A polícia prendeu na noite de domingo, 19, dois homens que tentavam fraudar o vestibular de medicina da Faceres, faculdade particular de São José do Rio Preto (SP). Com eles, a polícia apreendeu um gabarito das provas e uma lista de instituições de ensino de São Paulo e Minas Gerais, além de rádios transmissores e pontos de comunicação, cheques, cartões de crédito, bilhetes com resultado das provas e telefones celulares. A suspeita é de que os dois sejam integrantes de uma quadrilha especializada em fraudar vestibular também em outras regiões do País.

Outro caso: Estudantes usam 'dublês' para fraudar vestibular e cursar Medicina

De dentro de um carro, estacionado nos fundos da faculdade, Elzo Souza Barbosa, de 27 anos, e Eder Lucas dos Santos, de 29, tentavam, por meio de radiotransmissores, passar as respostas do vestibular da Faceres a candidatos que estariam com pontos de comunicação nos ouvidos. Mas o uso de antena de rádio amador e as placas do carro, de Belo Horizonte (MG), chamaram atenção da Polícia Militar (PM). Durante a revista, os celulares da dupla começaram a receber mensagens pedindo o envio das respostas, o que levou a PM a prendê-los.

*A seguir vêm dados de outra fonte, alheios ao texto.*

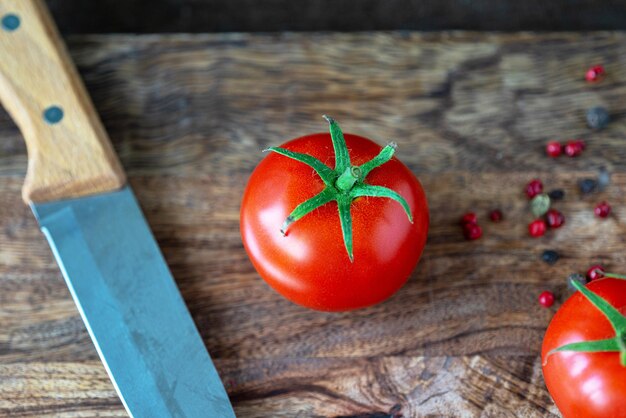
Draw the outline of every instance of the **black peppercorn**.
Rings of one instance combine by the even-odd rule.
[[[598,182],[594,179],[583,179],[578,182],[578,188],[582,194],[589,194],[593,192],[598,186]]]
[[[554,189],[548,193],[548,197],[550,200],[561,200],[565,197],[565,192],[563,189]]]
[[[582,285],[587,284],[587,278],[584,275],[579,273],[572,273],[567,276],[567,288],[571,291],[576,291],[576,288],[572,286],[572,280]]]
[[[587,125],[591,129],[603,129],[609,124],[609,112],[601,106],[587,110]]]
[[[559,253],[554,250],[545,250],[543,254],[541,254],[541,259],[548,264],[554,264],[559,261]]]

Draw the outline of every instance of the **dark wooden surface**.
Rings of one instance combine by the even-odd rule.
[[[624,0],[47,0],[63,33],[626,29]]]
[[[624,270],[626,35],[287,34],[70,37],[69,48],[240,417],[558,416],[539,348],[565,277]],[[587,85],[591,63],[607,79]],[[590,132],[584,111],[610,109]],[[389,301],[318,313],[254,272],[238,230],[260,150],[326,129],[380,143],[422,180],[423,259]],[[20,199],[26,152],[0,112],[0,416],[124,416],[52,254]],[[548,139],[583,137],[578,159]],[[604,166],[612,185],[581,197]],[[563,188],[540,239],[524,184]],[[594,218],[609,200],[614,215]],[[501,224],[486,220],[500,207]],[[475,210],[484,237],[463,240]],[[540,261],[553,248],[562,259]]]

Na delegacia, eles explicaram que Santos prestou o vestibular. Eles estavam passando os resultados das provas quando foram surpreendidos pela PM. Os dois foram indiciados pelo crime de fraude em concurso previsto no Código Penal.

A direção da Faceres disse que manterá o resultado do vestibular porque não houve tempo para vazamento do gabarito. "Não houve tempo para que eles pudessem passar as respostas, a polícia agiu antes. Além disso foram distribuídos seis diferentes tipos de provas com questões invertidas, enquanto apenas um gabarito foi encontrado com eles", disse Adalberto Mirada Distassi, diretor da Faceres. Segundo ele, o horário das provas foi das 14 às 19h e o candidato só podia sair depois das 18h, sem o caderno de respostas.

"O fraudador deixou a faculdade às 18h30 e foi preso logo depois, não havendo tempo para passar os resultados", disse. O diretor afirmou que a faculdade usa detectores de metal e bloqueadores de celular, mas de agora em diante também vai instalar bloqueadores de rádio.